En outre, la propagande nazi était basée dans une fable, raconté depuis le 13ème siècle, selon laquelle un juif avait dénoncé Jésus Christ et comme punition son peuple serait condamné à divaguer dans le monde sans répit. Or, l’on sait que juif = une personne déterritorialisée. Et les plantes ayant des épines, comme il est facile de supposer, font souvent références aux Juifs.
Or, isoler l’individu de leur territoire était justement la force motrice du colonialisme. Les plantes, les animaux et le corps humain ont été ainsi objectualisés, disséqués et instrumentalisés comme entertainment.
La catalogation du monde soutiendra aussi les plantations. En expropriant la terre, les colonisateurs exproprient aussi la plante de l’intégralité de la vie. Il fallait absolument se débarrasser des las malas hierbas (as ervas daninhas, les mauvaises herbes), de ‘nuestras hermanas’, comme les appellent affectueusement les amérindiens, pour que le jardin de l’humanité s'épanouisse. Aux mauvaises herbes, l’on pourrait ajouter quelques synonymes tels que noirs, juifs, fous, femmes hystériques, etc.
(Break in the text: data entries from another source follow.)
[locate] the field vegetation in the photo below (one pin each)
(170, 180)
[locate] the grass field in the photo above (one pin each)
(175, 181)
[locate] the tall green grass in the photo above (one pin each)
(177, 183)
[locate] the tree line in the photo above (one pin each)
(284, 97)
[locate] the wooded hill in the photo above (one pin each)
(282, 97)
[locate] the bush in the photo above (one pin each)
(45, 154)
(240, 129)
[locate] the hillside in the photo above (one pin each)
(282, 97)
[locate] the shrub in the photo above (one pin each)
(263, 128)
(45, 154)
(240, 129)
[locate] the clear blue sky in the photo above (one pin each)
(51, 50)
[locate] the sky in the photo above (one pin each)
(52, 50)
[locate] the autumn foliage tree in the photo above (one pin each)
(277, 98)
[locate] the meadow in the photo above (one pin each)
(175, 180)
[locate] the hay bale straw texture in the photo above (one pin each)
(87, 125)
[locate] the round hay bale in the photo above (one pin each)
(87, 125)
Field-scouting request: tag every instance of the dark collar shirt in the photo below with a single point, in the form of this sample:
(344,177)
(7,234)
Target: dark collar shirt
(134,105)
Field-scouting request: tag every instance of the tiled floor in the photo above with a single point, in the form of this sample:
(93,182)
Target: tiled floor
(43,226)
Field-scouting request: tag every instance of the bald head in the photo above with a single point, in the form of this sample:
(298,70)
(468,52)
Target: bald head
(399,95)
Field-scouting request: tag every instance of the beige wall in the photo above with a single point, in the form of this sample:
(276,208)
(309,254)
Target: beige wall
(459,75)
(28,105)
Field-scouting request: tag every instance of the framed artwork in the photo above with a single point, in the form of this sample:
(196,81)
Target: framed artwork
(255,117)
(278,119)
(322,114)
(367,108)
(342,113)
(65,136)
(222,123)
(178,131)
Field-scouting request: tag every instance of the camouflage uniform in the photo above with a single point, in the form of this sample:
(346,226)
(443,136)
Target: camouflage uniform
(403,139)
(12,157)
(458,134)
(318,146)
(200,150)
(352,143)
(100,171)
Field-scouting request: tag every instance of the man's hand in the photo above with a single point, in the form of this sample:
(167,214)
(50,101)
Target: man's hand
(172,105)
Pour en finir, je suppose que le lecteur se demande pourquoi j’ai parlé d'intelligence artificielle dans le titre de cet article ?
Parce que cet article est basé sur l’exposition Botannica Tirannica de Giselle Beiguelman présentée dans le Museu Judaico de São Paulo São Paulo, fruit d’un solide travail de l'artiste dans les domaines artistique, académique et culturel, où elle cherche à déconstruire l’imaginaire colonialiste à travers une rébellion scientifique et informationnelle.
Dans une partie de son exposition, intitulée Mutadis Mutandis, l’artiste provoque un court circuit dans le système, intégrant des données incongruentes ; ainsi, sachant que comme l'Eugénie, l'IA travaille avec l’effacement des particularités, elle introduit des images de plantes ayant de noms dérogatoires pour les juifs, noires, femmes, gitans, dans le but de forcer ce système à réaliser une lecture différente, opérer dans une extra nature, plutôt que reproduire le réel.
Par conséquent, ce que l'on voit défiler sur les écrans est un écosystème d’une science errante, ne transitant qu’entre les erreurs supposés, faisant fleurir des êtres hybrides, sans noms, sans racines. Comme dit l’artiste, “une flore mutatis mutandis, qui ne cesse de changer ce que doit être changer”.